The glomerular crescent: triggers, evolution, resolution, and implications for therapy - PubMed (original) (raw)

Review

The glomerular crescent: triggers, evolution, resolution, and implications for therapy

Lidia Anguiano et al. Curr Opin Nephrol Hypertens. 2020 May.

Abstract

Purpose of review: Crescents are classical histopathological lesions found in severe forms of rapidly progressive glomerulonephritis, also referred to as crescentic glomerulonephritis (CGN). Crescent formation is a consequence of diverse upstream pathomechanisms and unraveling these mechanisms is of great interest for improving the management of patients affected by CGN. Thus, in this review, we provide an update on the latest insight into the understanding on how crescents develop and how they resolve.

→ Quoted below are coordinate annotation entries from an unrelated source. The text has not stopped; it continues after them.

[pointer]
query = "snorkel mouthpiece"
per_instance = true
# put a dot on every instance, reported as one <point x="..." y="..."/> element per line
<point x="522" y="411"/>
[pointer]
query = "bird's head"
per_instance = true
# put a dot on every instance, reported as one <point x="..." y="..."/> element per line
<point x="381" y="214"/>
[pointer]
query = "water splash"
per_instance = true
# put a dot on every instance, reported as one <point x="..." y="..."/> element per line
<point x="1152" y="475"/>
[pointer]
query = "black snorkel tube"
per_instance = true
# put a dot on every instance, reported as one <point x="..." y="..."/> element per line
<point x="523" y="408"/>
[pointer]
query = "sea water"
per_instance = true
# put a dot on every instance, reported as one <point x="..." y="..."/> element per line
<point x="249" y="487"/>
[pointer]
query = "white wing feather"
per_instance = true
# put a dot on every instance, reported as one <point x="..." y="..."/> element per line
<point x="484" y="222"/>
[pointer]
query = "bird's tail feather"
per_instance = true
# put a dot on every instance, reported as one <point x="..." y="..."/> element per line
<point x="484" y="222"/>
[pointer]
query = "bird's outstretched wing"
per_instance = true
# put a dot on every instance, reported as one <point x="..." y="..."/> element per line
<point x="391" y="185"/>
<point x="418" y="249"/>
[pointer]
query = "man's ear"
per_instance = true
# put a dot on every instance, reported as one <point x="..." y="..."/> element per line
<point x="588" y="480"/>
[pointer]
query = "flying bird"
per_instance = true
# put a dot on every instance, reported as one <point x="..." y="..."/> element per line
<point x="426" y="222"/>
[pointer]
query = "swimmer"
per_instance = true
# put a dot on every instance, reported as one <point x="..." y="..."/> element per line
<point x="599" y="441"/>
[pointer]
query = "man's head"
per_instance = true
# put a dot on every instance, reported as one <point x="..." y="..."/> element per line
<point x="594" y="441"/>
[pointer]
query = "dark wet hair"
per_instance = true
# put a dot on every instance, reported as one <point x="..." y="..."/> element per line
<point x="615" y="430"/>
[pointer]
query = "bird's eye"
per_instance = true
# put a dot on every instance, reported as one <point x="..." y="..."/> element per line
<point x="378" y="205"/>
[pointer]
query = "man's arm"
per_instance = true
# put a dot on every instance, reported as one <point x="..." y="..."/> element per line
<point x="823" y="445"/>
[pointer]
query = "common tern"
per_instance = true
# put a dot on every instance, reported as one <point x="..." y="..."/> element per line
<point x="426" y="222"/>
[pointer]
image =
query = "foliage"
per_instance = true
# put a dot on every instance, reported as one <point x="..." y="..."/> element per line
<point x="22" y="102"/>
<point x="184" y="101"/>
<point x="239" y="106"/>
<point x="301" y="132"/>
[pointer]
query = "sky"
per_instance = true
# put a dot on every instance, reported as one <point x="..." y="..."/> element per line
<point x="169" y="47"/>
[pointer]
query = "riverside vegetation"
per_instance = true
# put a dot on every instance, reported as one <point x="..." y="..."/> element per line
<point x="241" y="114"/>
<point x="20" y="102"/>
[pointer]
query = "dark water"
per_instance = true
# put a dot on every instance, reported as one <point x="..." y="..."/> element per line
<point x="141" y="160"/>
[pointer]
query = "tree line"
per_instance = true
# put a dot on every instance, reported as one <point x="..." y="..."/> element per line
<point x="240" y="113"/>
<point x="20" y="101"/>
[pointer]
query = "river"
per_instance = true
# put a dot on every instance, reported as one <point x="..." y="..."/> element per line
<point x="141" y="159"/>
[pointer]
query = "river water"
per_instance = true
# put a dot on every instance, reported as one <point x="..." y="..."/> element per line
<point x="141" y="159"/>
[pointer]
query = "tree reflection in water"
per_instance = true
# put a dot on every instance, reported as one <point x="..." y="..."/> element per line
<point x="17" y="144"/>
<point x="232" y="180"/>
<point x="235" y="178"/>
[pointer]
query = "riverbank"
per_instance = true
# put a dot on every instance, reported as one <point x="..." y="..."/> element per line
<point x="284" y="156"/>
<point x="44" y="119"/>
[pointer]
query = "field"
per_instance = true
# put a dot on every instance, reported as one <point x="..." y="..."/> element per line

Recent findings: Cellular crescents develop from activated parietal epithelial cells (PECs) residing along Bowman's capsule and their formation has as a consequence the decline in glomerular filtration rate (GFR). Cellular crescents can be reversible, but when multilevel growth of PECs associate with an epithelial--mesenchymal transition-like change in cell phenotype, fibrous crescents form, and crescents become irreversible also in terms of GFR recovery. Different molecular pathways trigger the activation of PECs and are a prime therapeutics target in CGN. First, crescent formation requires also vascular injury causing ruptures in the glomerular basement membrane that trigger plasmatic coagulation within Bowman's space. This vascular necrosis can be triggered by different upstream mechanisms, such as small vessel vasculitides, immune complex glomerulonephritis, anti-GBM disease, and C3 glomerulonephritis, that all share complement activation but involve diverse upstream immune mechanisms outside the kidney accessible for therapeutic intervention.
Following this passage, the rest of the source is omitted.